Winter knocks in Colorado high country

12 thoughts on “Winter knocks in Colorado high country”

    1. I don’t have the necessary connections, but you might want to contact RMNP about it. They seem to have more than they need on Trail Ridge Road right now.

  1. Only someone from the mountains could write “Meanwhile, snow is falling tonight AS LOW AS 8,000 feet.” 8,000 feet sounds pretty darned high to a lot of us! Thanks for the chuckle.

    1. 🙂 It’s all relative, I suppose. Denver is the Mile High City, so we start measuring at 5,000 feet or so. And our highest peaks are about 14,000 ft. Snow comes over the Divide and down toward us, so the lower it gets, the closer to Denver it is. My brother lives just west of Boulder at about 8,500 feet, so he was probably getting snow. A bit early for snow so close.

  2. You found it! I thought this was a special point of view; your searching skills are better than some paid journalists & we know your integrity is better, too. Back from sea-level to 300 ft tomorrow… sure hope the snow doesnt mess with elkfest or Denver this weekend! ps, harry potter says hello 🙂

    1. Yes I did, and thank you again. I wonder if I’d know yet that TRR was closed if you hadn’t told me. I just checked several sources and it looks like it is still closed. The weather looks beautiful up there today, so they may yet get the road open before Elk Fest starts tomorrow.

      1. They did it– NPS says TRR opened about 2 hrs ago (little after noon?); they posted a beauty of a still from the webcam & Estes paper posted a clip from an Elk Fest performer.

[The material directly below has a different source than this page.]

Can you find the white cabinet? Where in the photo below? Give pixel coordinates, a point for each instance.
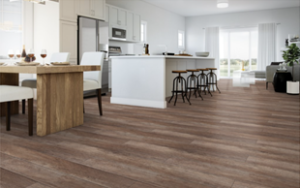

Gosh, wish i was out there instead of airports/planes!

        1. Wonderful news!! It must have been just minutes before that I checked for information and found only that the road was still closed. The Estes webcams showed bumper-to-bumper traffic on Elkhorn, though, so it apparently wasn’t choking off much traffic (most of which probably comes from the Front Range). And the weather today is glorious.

  3. Happy dance: some of that cool showed up here…OK 80 is cool-ish. Wind seems to have blown the mosquitoes off, too. (Now if my head would stop feeling like a bulging water balloon and my ears would unstop…but it doesn’t matter. Bright, sunny and cool-ish…58 tonight! Wooo-whoo)
    And go elk!

    1. I suppose that’s not surprising when you live in a warm climate. But I’d miss it. The seasons weren’t very distinct in Atlanta and I missed them when I lived there.